Growing up in Bhopal, filmmaker Rachita Gorowala’s daily route to school ran past a darwaza (gateway) of Shaukat Mahal. The palace — built in the 1830s with French, Mughal and English influences — was a wedding gift for Begum Sikander, one of the first few woman rulers of Bhopal. The image of this bygone yet integral feature of her hometown had embedded itself in Gorowala’s psyche.

It was reminiscent of an era when the city was ruled by women. Years after education and work took Gorowala places, the memory continued to tug at her and she returned to delve deeper into this unique aspect of the city’s history. She decided to recreate the regal past through her short film Begamon ka Bhopal , which was released in December 2017 and is currently touring the country with public screenings.

“Bhopal had four generations of women rulers, who were Muslims from Pathan families. I was really fascinated with their story,” she says after a screening of the film in Mumbai.

“The seeds were sown during my many trips to the old city — the air is stifling, nothing seems to move and you are usually drenched in sweat. At the same time, the architecture is distinct, very syncretic.
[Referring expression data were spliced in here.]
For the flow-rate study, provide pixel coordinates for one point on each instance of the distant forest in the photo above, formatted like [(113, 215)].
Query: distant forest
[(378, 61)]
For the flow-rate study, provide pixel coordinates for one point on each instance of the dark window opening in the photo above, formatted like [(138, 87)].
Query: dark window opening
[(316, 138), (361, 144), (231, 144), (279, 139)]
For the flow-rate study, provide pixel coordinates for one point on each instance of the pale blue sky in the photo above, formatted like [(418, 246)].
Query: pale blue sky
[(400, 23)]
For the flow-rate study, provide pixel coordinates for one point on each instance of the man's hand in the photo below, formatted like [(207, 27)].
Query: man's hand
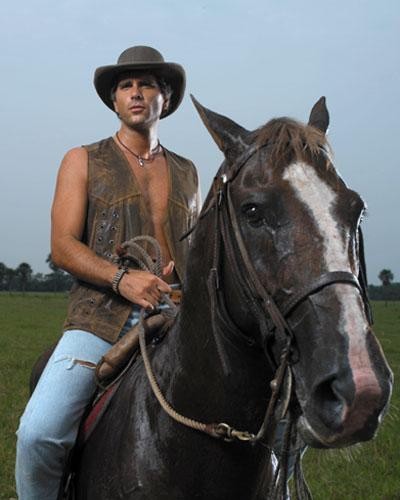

This is my memory of the Bhopal of the begums.”

The 27-minute film gradually slips into the genre of poetic realism, even though Gorowala, a graduate of the Film and Television Institute of India, had set ou to make a conventional documentary .

“Our first cut followed the routine storyline, [namely] that the begums were very great... But it evolved from that initial thought — in the film, I am sort of trying to say things, while letting the audience feel them and have the final word,” she says.

What she was finally left with was a poignant reminder of a glorious chapter in Bhopal’s history, relived through the memories of two royal descendants, Firoza Khan and Meeno Ali, the thoughts of the Padma Shri-awardee writer Manzoor Ahtesham, a former royal attendant Zohra Phupo, and the 8mm reels belonging to the grandfather of her family friend, Qazi Salauddin Ahmed, besides Gorowala’s own impressions of the city.

Gorowala chanced upon the vintage footage after a casual chat with Ahmed. “In Bhopal, everybody knows everybody and he was happy to share the footage with me. He started pulling out all kinds of stuff — their ghar ka (family) picnic, somebody playing tennis...” she says.

The old sepia-toned reels capture the lavish lifestyle of the royals and their opulent surroundings, which today lie in a state of decrepitude, even as the city continues to grow around it.

However, not much has changed for the former royals such as Firoza, who revels in the glory of past days through her rituals, all of which the film has captured beautifully — whether it’s dressing up daintily by the mirror or cutting betel nuts and wrapping her own paan, as if trying to hold on to a past that has long been consigned to the pages of history. Then there are the songs she croons on screen, which momentarily take her back to a time when royals lived each day to the fullest. The film breathes life into the Persian word huzun — which refers to nostalgia that is impossible to describe, and can only be felt.

After a hundred cuts that saw the editing process extend to a year and a half, Gorowala and her editor, Sandra Dias, finally decided on what they wanted to showcase. At the premier in Bhopal in December last year, the film took the gathering back in time.

“I remember my leading lady, Firoza, saying, Shuru hote hi khatam ho gayi (It seemed to end even before it had begun). It’s a very common opinion I’ve been hearing since that evening, with most saying it could have been a longer film,” Gorowala says.

The film ends with lines that sum up the essence of the begums and the air of femininity they lent to Bhopal under their guiding light.

Is ehsaas main ek meetha sa dukh hai . Itne chehere jinke saath aap uthete baithte , woh aawazein, khooshbooein, woh ehsaas, sab khatam . Lekin fir yeh lagta hai , tum to ho (There is a sweet pain in knowing that the many faces you grew up with, those voices, fragrances, feelings… all have vanished. But then, there is still you).”

While interviewing more than 300 people over a year’s time for her research, Gorowala had stumbled upon the personal, unpublished diary of Ahtesham, with whom she formed a lasting bond and who graciously allowed her to include lines from it in the film.

“It had very personal stuff, in terms of his thoughts and insecurities,” Gorowala says. “Each person had a legacy to share... there may be a sense of loss in the film, but there is also a lot of grace in the life they lead today.”